Not much said about al sharpton, jesse jackson, mainstream media, and the obama administration using this incident to start racial divide, chaos and death. sharpton and jesse do it because they are a sellout to their own race for fame and money, obama admin does it to distract from his dozens of crimes, and the media does it because they are told to. I dont post here because I have a dog in the fight regarding this incident, I post to show people this is all hype to distract us, while others use it to promote their evil agendas. Why doesnt the obama admin/jesse/al/etc talk about the poison in the water? The GMO food that is killing us all? Pharma drugs killing hundreds of thousands? Sending jobs to Asia? etc etc etc.

Anonymous July 22, 2013 6:30 am (Pacific time)

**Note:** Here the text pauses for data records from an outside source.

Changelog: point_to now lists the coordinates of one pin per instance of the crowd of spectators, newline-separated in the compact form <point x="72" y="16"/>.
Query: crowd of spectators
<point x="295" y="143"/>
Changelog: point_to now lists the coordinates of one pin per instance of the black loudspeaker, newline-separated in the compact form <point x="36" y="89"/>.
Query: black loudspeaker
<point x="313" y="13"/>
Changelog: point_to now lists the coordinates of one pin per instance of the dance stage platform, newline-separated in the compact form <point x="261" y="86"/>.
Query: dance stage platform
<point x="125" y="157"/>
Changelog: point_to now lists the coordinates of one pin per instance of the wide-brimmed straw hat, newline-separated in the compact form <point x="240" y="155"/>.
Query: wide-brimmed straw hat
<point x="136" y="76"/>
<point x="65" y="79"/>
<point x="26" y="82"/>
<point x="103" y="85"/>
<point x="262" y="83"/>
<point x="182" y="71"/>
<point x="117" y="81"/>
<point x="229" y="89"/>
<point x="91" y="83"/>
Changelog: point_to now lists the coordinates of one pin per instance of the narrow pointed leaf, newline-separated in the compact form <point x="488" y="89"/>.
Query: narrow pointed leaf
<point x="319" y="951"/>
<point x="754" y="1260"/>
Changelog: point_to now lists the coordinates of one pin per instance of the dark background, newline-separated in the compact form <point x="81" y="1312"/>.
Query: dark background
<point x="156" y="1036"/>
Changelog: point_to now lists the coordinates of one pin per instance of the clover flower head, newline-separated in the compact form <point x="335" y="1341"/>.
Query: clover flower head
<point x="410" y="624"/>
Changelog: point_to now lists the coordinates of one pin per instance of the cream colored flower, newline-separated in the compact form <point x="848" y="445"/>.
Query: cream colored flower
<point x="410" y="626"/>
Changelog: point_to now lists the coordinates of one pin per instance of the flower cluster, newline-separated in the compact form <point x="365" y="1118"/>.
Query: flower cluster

Gang membership is up 40% since Obama was elected. Ironically gun sales/ownership is at record levels and firearm crime has been decreasing. Though black on white violent crime is up 14%. To be aware of your immediate environment is a genetic force to aid one's survival. Suffice, aware individuals observe what is a possible danger to them, immediately and down the line (to extrapolate). One can state all the historical analysis they want, whether accurate or not, it means nothing to one's immediate safety.

Anonymous July 22, 2013 5:17 am (Pacific time)

The weekend of Zim's aquittal 51 Blacks were shot in Chicago and of that 51, 11 died. Just this past weekend multiple shootings and several more dead. Blue Ribbon Study? Dude, what planet R U on?